It’s the quote heard around Ames, Iowa on Saturday following Iowa State’s comeback win over Texas to essentially clinch a berth in the Big 12 title game. “It’s a five-star culture vs. five-star players.”
Breece Hall gave this quote to Travis Hines of the Des Moines Register.
That quote couldn’t be more true and it’s a helluva line. Iowa State doesn’t recruit anywhere close to the Texas Longhorns, yet here there are, beating Texas in Austin for a chance at their first conference championship in 108 years.
But here’s the problem for Texas: that quote could have been used by many of their opponents over the past decade, and there’s no end in sight.
In the Class of 2020, Texas has the No. 1 class in the Big 12 and No. 8 class in the nation.
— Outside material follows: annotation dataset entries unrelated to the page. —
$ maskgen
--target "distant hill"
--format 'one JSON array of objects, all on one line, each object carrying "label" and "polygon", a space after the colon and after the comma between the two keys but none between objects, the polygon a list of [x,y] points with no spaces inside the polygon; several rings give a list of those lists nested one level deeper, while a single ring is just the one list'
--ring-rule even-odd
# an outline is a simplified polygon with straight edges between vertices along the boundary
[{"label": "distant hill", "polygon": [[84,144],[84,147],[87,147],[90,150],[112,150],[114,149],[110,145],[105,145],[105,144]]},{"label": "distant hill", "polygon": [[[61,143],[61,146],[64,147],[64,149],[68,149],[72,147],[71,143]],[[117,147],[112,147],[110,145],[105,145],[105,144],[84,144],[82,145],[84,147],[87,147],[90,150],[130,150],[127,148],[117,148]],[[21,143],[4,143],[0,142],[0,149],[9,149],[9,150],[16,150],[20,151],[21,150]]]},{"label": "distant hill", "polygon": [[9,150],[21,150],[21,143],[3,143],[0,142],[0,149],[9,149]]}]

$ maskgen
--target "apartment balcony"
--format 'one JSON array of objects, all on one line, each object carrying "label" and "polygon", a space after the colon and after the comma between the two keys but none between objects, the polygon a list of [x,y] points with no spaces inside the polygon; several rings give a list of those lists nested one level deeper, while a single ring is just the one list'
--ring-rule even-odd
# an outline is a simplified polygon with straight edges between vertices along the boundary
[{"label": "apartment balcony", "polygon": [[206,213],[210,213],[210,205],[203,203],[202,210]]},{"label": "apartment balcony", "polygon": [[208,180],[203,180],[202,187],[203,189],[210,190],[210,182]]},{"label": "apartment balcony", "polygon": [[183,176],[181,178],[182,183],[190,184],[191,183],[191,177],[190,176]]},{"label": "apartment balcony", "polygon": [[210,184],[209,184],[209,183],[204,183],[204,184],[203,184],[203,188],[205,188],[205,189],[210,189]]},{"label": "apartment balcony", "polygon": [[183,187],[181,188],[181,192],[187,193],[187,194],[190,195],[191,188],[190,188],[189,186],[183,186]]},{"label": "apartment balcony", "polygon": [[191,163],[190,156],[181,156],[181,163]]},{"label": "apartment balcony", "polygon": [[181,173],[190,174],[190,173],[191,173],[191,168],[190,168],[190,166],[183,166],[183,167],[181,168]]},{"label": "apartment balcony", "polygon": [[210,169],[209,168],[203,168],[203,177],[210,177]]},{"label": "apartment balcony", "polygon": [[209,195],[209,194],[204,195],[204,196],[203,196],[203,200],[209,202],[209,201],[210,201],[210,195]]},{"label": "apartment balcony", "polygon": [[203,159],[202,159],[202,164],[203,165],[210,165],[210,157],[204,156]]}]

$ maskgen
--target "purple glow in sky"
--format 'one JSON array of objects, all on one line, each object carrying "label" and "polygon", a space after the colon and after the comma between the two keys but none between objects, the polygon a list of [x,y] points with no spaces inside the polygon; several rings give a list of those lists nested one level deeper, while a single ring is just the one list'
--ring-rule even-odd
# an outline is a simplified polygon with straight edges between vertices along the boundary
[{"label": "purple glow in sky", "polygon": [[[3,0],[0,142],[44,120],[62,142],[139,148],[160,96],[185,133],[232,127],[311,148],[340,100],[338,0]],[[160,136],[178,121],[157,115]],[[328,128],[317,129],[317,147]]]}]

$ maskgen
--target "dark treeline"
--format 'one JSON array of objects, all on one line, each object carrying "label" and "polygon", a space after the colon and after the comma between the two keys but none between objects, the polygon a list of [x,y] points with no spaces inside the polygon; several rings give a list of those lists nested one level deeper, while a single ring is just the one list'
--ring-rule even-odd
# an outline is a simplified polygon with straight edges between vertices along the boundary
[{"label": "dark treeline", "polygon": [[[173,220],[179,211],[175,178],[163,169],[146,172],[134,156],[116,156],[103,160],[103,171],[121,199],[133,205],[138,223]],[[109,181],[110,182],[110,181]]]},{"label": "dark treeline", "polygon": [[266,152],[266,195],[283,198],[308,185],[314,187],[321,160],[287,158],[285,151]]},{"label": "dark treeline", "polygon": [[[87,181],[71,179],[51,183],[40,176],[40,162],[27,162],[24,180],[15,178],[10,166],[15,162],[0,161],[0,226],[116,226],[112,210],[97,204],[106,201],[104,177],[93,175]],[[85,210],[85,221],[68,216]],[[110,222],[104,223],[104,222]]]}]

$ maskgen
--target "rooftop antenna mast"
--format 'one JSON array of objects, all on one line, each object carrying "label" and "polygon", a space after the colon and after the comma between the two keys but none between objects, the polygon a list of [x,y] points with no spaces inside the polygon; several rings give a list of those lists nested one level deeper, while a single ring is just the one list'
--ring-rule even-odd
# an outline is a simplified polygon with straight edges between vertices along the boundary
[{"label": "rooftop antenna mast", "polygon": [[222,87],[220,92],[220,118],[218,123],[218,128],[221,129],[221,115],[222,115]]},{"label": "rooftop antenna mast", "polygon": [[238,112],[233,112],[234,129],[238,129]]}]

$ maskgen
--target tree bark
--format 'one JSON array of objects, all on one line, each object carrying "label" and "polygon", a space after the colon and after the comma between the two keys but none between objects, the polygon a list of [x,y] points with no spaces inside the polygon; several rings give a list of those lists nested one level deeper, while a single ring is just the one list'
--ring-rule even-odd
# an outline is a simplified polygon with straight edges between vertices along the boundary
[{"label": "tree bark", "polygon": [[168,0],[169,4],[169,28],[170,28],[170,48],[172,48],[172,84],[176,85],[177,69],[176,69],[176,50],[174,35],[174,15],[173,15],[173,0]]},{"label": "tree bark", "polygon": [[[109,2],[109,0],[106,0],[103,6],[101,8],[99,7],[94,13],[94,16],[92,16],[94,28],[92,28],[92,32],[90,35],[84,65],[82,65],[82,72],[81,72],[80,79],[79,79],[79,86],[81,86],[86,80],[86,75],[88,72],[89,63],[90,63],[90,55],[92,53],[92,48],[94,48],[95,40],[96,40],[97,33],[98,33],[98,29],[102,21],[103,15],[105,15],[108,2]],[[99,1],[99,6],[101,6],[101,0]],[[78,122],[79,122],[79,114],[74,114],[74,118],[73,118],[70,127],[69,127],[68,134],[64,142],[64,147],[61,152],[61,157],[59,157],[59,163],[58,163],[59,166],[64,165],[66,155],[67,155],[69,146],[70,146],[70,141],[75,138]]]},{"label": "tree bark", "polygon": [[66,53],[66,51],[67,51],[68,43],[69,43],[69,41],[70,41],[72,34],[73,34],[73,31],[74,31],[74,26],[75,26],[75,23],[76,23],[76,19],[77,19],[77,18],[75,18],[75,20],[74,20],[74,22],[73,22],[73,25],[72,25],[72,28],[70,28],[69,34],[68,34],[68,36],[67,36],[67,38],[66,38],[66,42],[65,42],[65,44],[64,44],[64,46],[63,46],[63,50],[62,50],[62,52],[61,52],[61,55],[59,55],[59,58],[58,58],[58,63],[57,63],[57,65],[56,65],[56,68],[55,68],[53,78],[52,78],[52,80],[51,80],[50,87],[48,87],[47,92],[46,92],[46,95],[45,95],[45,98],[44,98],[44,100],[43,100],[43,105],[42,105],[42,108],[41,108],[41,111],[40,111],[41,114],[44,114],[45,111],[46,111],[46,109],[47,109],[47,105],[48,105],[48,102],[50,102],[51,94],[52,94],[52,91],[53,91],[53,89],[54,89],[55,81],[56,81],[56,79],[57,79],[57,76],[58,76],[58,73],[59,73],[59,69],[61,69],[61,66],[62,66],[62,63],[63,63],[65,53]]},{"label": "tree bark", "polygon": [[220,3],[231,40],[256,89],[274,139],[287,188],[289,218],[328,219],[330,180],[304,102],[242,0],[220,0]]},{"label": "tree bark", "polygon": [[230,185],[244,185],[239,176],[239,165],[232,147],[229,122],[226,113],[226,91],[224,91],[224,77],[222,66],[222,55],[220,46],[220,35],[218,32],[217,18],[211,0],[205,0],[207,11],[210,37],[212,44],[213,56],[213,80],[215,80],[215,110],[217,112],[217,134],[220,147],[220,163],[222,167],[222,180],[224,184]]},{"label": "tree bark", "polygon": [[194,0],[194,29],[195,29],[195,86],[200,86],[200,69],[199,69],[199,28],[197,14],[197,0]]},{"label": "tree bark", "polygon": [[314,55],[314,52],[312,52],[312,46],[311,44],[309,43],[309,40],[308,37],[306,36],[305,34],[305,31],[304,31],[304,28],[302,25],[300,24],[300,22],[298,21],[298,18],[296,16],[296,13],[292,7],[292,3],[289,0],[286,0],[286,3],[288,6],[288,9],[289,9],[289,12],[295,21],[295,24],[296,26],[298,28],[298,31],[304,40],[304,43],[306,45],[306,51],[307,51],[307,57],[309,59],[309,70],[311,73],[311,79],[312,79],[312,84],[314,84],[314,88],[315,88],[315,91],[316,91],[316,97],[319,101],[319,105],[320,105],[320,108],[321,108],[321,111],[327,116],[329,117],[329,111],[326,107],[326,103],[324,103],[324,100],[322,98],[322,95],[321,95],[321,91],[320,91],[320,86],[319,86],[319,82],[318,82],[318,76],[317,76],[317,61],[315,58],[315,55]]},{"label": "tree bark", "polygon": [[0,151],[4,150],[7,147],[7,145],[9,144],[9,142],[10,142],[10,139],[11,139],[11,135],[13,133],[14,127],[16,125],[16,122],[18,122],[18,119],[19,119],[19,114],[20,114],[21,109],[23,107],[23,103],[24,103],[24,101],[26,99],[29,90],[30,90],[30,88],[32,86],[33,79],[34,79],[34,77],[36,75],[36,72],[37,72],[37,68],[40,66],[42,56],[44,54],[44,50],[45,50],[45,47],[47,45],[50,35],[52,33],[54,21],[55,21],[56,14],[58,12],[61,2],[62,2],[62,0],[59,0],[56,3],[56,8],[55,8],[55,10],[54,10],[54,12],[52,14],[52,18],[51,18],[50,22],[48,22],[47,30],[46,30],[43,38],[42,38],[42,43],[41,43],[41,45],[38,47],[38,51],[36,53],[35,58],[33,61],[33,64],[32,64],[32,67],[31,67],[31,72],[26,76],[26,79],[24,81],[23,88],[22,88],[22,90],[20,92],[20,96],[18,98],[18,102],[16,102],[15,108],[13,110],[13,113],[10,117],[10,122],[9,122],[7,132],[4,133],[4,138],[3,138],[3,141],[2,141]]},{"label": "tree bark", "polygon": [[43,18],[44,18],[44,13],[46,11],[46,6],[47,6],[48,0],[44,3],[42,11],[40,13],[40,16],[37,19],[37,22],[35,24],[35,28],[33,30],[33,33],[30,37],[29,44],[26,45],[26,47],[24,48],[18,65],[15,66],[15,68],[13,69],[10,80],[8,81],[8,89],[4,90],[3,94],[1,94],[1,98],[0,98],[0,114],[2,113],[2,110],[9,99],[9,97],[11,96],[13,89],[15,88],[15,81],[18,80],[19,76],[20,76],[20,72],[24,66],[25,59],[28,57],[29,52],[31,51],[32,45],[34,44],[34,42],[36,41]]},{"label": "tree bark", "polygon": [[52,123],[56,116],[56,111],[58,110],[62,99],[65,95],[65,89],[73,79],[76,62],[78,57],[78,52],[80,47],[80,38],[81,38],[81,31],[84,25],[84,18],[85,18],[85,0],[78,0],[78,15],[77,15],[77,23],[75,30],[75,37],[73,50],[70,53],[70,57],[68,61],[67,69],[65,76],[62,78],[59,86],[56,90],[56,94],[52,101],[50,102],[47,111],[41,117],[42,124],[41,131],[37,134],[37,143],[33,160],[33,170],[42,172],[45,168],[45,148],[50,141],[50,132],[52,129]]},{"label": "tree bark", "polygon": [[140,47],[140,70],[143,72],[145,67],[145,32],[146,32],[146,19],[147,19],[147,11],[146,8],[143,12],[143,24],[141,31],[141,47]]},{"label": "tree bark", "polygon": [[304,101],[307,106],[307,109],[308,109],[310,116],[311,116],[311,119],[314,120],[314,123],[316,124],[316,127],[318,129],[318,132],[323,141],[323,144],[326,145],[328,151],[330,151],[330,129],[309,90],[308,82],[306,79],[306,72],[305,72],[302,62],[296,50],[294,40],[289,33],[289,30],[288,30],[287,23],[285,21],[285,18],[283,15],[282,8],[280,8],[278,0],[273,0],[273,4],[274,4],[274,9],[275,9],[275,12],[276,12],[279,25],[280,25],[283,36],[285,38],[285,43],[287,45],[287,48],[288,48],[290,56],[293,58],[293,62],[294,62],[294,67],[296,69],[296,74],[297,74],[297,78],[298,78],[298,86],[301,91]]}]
In 2019, the number was even better: No. 1 in the Big 12 and No. 3 in the country. 2018: No. 1 in the Big 12, No. 3 in the country. That was an improvement on the prior four years, but even from 2014-2017, the average Texas class ranked in the Top 15 in the nation, according to 247Sports.
But here we are going on 11 years since Texas will have won a conference title. Last time Texas went this long without a conference championship FDR was in office. The gap spanned 1930 to 1942 that Texas went without a conference title.
So what now? There’s certainly plenty of concern as to whether or not Tom Herman is the man to lead the Longhorns going forward.
But one of the things Herman convinced boosters, alumni, fans and the media was early in his tenure was that he would not let the five-star player be entitled. He would work them hard and make them earn everything they get.
Maybe Herman has done that privately and in practice, but the reality is that it has not transferred to wins. Or at least it hasn’t transferred to enough of them. And when you’re the head coach of the richest program in the sport recruiting Top 5 classes every year, it’s the “enough of them” part that you’re judged by. As you should be.
It’s a mystery as to why Texas can’t get the “five-star culture” with the “five-star player”. Alabama does it. Clemson as well. So does Georgia, Oklahoma and Ohio State.
But for Texas, they aren’t keeping up with those teams. Heck, they aren’t even catching up with the teams without the five-star players, but with the five-star cultures, in the Big 12. Iowa State has won the last two meetings. Oklahoma State has won four of the last six (although UT won the last two). TCU has won six of seven against the Longhorns.
These are teams who don’t generally come to within the ballpark of recruiting as well as Texas. But they’ve been having success against them for years now.
I don’t know how it changes and I don’t know who will change it. But I do know this: getting top talent to Texas is the easy part. Frankly, it always has been. It’s the highest revenue-generating program in the sport, with the richest boosters, in the most fertile and passionate high school football territory in the country. Kids grow up dreaming of wearing Burnt Orange. Heck, current QB Sam Ehlinger was once one of those kids.
But no matter who the head coach or coordinators or position coaches have been the last decade, it hasn’t mattered.
I don’t know what Tom Herman’s future will be in Austin. But I do know this: if Texas thinks it can do better, that’s fine. But the issue with culture, player development and simple motivation has to be the top criteria that is discussed.
Because the five-star culture has been beating the five-star players for too long in Austin.